Differences between various encodings 

So, you might think that text is simply text. Well, think again. In this series of blog posts we shall descend to the byte level, study how text is actually represented by computers, and discuss how this impacts your integration solutions.

What is encoding?

Encoding is the way a computer stores text as raw binary data. In order to read text data properly, you have to know which encoding was used to store it, and then use that same encoding to interpret the binary data in order to retrieve the original text. Now you’re probably thinking, “that doesn’t sound so bad, surely there are just a couple of different encodings, and surely all text data contains information about which encoding is used, right?” Well, the answers to those questions are unfortunately not that simple, which is why encoding can be such a nightmare to deal with for developers.

What is text?

What text actually is depends on the context. When stored or in transit somewhere, text is simply a piece of binary data – the same as any other kind of data. At its most basic level, it’s a long row of zeroes and ones. When it’s being actively worked on by a computer it’s still binary data, but it’s interpreted by the system as individual characters, and in many cases converted into another binary representation while it’s being processed. This representation is called Unicode.

A brief introduction to Unicode 

Back in 1988 digital data processing was becoming more and more prevalent, but the market was still extremely fragmented with every supplier using their own proprietary non-standardized solutions for most things. As a result, inter-compatibility between different computer systems was virtually non-existent, and sending data from one system to another was often very challenging. At this time, an attempt was made to try and stem the flow of emerging encoding problems by introducing a standardized common character set known as Unicode. This way, all the different encodings in use could at least be mapped to a common set of characters, so there wouldn’t be any doubt as to which character a given code was supposed to represent.


From the Wikipedia article for Unicode:

“Unicode is a computing industry standard for the consistent encoding, representation, and handling of text expressed in most of the world’s writing systems. The standard is maintained by the Unicode Consortium, and as of May 2019 the most recent version, Unicode 12.1, contains a repertoire of 137,994 characters covering 150 modern and historic scripts, as well as multiple symbol sets and emoji.

In text processing, Unicode takes the role of providing a unique code point—a number, not a glyph—for each character. In other words, Unicode represents a character in an abstract way and leaves the visual rendering (size, shape, font, or style) to other software, such as a web browser or word processor.”
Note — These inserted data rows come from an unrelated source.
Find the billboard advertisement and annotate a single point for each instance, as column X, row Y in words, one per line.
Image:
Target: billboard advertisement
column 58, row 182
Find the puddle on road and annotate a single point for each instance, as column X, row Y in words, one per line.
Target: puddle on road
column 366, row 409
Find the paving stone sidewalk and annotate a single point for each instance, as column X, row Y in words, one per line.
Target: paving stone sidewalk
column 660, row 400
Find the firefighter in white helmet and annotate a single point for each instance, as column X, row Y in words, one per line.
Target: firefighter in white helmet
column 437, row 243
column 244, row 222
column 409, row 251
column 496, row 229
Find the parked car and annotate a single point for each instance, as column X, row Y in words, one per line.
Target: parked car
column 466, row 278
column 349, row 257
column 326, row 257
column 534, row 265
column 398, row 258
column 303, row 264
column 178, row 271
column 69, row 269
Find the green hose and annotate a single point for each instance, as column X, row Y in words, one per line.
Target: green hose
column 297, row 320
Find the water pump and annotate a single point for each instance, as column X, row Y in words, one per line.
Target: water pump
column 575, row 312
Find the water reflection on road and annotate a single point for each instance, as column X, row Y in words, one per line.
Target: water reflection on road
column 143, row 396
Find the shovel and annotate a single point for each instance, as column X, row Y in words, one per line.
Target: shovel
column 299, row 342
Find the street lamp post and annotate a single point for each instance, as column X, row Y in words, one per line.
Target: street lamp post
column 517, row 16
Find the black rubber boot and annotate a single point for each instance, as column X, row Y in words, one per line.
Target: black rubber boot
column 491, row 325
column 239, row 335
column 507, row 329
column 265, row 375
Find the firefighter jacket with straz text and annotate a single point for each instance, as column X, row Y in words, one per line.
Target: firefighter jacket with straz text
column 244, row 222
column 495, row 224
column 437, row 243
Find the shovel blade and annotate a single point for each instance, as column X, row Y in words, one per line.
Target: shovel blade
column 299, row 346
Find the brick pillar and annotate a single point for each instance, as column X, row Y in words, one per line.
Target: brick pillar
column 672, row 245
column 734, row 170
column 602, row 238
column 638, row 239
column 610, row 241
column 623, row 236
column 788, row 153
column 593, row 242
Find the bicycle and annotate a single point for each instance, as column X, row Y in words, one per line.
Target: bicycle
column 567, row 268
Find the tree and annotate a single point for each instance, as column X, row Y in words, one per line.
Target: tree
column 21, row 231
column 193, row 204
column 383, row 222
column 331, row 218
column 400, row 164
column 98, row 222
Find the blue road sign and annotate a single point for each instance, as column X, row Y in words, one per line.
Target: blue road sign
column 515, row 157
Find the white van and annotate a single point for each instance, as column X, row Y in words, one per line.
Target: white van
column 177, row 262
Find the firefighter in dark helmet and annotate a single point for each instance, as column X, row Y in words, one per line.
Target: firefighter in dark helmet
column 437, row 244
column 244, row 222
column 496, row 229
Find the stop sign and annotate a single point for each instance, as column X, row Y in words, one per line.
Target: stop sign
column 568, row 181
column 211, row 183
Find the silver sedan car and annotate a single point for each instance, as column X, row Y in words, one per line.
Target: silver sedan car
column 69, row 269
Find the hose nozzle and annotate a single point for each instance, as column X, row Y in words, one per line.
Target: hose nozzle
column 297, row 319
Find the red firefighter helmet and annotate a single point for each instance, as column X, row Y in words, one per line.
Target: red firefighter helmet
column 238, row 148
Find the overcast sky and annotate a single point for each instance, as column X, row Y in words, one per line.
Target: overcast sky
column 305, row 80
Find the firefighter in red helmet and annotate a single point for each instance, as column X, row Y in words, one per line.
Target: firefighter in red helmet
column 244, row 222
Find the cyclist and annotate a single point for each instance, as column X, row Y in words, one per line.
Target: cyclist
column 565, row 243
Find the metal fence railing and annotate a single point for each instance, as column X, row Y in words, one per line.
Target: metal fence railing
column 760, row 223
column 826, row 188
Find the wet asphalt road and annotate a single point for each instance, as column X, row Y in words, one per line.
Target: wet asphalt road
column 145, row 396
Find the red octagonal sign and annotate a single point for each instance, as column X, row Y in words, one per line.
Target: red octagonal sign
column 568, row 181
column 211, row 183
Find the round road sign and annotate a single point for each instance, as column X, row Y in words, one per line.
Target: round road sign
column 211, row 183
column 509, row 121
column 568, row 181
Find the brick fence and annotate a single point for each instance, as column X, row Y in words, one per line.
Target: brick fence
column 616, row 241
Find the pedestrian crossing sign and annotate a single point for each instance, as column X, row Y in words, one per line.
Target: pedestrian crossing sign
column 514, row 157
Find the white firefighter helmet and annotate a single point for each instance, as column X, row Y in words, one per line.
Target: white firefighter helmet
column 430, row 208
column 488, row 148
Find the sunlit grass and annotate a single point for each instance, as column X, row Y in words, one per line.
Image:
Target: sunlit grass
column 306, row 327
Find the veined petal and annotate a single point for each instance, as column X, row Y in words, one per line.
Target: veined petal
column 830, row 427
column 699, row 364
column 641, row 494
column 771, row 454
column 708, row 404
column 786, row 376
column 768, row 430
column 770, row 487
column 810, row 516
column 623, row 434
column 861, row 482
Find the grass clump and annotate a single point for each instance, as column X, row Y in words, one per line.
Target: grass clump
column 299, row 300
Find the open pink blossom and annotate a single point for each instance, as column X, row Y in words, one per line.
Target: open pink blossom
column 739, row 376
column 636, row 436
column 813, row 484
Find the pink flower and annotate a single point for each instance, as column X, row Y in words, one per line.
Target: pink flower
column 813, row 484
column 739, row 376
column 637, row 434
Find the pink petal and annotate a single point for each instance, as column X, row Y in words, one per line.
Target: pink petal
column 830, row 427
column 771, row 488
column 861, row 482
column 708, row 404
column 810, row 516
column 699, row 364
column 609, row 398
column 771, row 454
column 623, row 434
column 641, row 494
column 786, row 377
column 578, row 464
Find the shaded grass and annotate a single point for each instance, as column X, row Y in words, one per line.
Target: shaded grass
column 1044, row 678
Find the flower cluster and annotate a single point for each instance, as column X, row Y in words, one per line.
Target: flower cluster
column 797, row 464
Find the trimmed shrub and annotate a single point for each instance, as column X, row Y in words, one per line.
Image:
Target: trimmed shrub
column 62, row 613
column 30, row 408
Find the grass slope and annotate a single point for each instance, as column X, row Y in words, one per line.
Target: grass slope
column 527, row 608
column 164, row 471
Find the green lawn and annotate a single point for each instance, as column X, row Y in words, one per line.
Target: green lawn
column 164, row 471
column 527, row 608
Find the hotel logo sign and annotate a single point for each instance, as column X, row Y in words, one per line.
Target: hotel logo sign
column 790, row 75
The Unicode character set is not an encoding itself but is merely a standardized set of all characters that anyone is likely to encounter in a data file. The Unicode standard contains a number of actual encodings as well. Common to all of these, as opposed to most other forms of text encoding, is that they support the entire Unicode character set.

The History of Unicode

From: XKCD #1953 – The History Of Unicode

While Unicode did fix some of the problems in having an overabundance of co-existing character encodings, it did not solve all of them. For one thing, the adoption of the accompanying encoding systems was slow, and is still far from universal. For another, even though having a common character set to map encodings to was certainly helpful, it did not change the unfortunate fact that many types of textual data do not contain any information about which encoding system was used to produce them.

So, how does encoding work?

Right, let’s get down into the nitty-gritty details. What’s actually stored when you save a text-based file? First, we’ll take a look at one of the oldest and most simple encodings, ASCII. Here is an excerpt of the Wikipedia article for ASCII:

“Originally based on the English alphabet, ASCII encodes 128 specified characters into seven-bit integers as shown by the ASCII chart above. Ninety-five of the encoded characters are printable: these include the digits 0 to 9, lowercase letters a to z, uppercase letters A to Z, and punctuation symbols. In addition, the original ASCII specification included 33 non-printing control codes which originated with Teletype machines; most of these are now obsolete, although a few are still commonly used, such as the carriage return, line feed and tab codes.”

As ASCII was developed in the US and based on the English alphabet, it only contains the standard English characters. This means that text containing non-English characters (such as accented letters, or special letters used in other languages) cannot be accurately encoded in ASCII without changing the special characters to English standard ones. ASCII was designed using 7-bit codes to represent the characters it encoded, but because all modern computers use bytes (8 bits) as their smallest memory unit, ASCII characters are now stored using 8 bits per character. The first bit is simply not used.

The entire ASCII encoding standard looks like this:

ASCII table

Now, let’s look at some example to see how these texts would be encoded in the ASCII standard. Instead of writing the binary representations of longer texts in full, we will use hexadecimal notation for the binary data.

When you open an ASCII encoded text file in a text editor, the program reads each byte of the file and looks up the value in an ASCII table to determine which character to show for that byte.

ASCII is a very limited encoding though. It only contains 95 printable characters and can therefore only be used to encode those characters. If you have textual data that contain more characters than those 95 printable characters, you will have to use another encoding.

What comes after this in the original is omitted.